This work was supported by the National Natural Science Foundation of China under Grant No. 61272111. To carry out the study of automated bug triage, we retrieved and collected 200,000 and 220,000 fixed bug reports of the Eclipse project and the Mozilla project, respectively. For researchers who are interested in this dataset, you can feel free to download and use it. Also, if you think that it is useful for your work, please help cite the following papers.
- 刘海洋, 马于涛. 一种针对软件缺陷自动分派的开发者推荐方法. 小型微型计算机系统, 38(12): 2747-2753, 2017. (For papers written in Chinese)
- Hongrun Wu, Haiyang Liu, Yutao Ma. Empirical study on developer factors affecting tossing path length of bug reports. IET Software, 12(3): 258-270, 2018. (For papers written in English)
In addition to traditional machine learning algorithms (such as SVM), we implemented deep learning algorithms based on convolutional neural networks (CNNs). If you want to compare your own approach with these CNN-based algorithms (as baseline approaches), please refer to the code written by Huazhi Song and cite the following paper.
- 宋化志, 马于涛. DeepTriage:一种基于深度学习的软件缺陷自动分配方法. 小型微型计算机系统, 40(1):126-132, 2018. --Huazhi Song, Yutao Ma.

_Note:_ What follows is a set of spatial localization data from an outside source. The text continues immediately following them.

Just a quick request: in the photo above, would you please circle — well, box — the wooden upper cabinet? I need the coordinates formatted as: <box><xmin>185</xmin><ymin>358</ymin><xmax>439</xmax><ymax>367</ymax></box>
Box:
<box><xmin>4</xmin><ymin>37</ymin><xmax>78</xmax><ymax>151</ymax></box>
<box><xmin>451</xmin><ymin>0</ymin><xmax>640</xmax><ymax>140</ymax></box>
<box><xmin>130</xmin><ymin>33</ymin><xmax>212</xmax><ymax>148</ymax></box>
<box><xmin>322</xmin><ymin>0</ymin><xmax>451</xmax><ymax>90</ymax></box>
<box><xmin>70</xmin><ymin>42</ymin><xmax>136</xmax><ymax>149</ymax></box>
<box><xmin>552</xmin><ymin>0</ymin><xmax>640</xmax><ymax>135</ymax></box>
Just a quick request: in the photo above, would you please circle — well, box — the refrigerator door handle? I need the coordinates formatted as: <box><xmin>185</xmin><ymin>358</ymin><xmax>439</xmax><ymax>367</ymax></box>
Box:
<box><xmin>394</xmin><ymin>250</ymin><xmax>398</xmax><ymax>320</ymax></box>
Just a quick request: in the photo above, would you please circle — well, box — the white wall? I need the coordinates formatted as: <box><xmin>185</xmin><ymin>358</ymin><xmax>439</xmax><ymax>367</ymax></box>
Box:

DeepTriage: An Automatic Triage Method for Software Bugs Using Deep Learning. Journal of Chinese Computer Systems, 40(1):126-132, 2018. (in Chinese with English Abstract)
The study mentioned above focuses on predicting the final fixer for a given bug report. Another view holds that any developer on the tossing path of a bug report contributes to the resolution of the bug. Recently, a few researchers considered bug triage as a multi-label classification problem. To this end, we also provide a dataset called MLBT for researchers who are working on this problem. If you want to use this dataset and the benchmark result of our approach, please cite the following thesis.
- 史小婉. 一种基于文本分类和评分机制的软件缺陷自动分派方法研究. 武汉: 武汉大学, 2018. (Xiaowan Shi. A Software Bug Triaging Method Based on Text Classification and Developer Rating. Wuhan: Wuhan University, 2018.)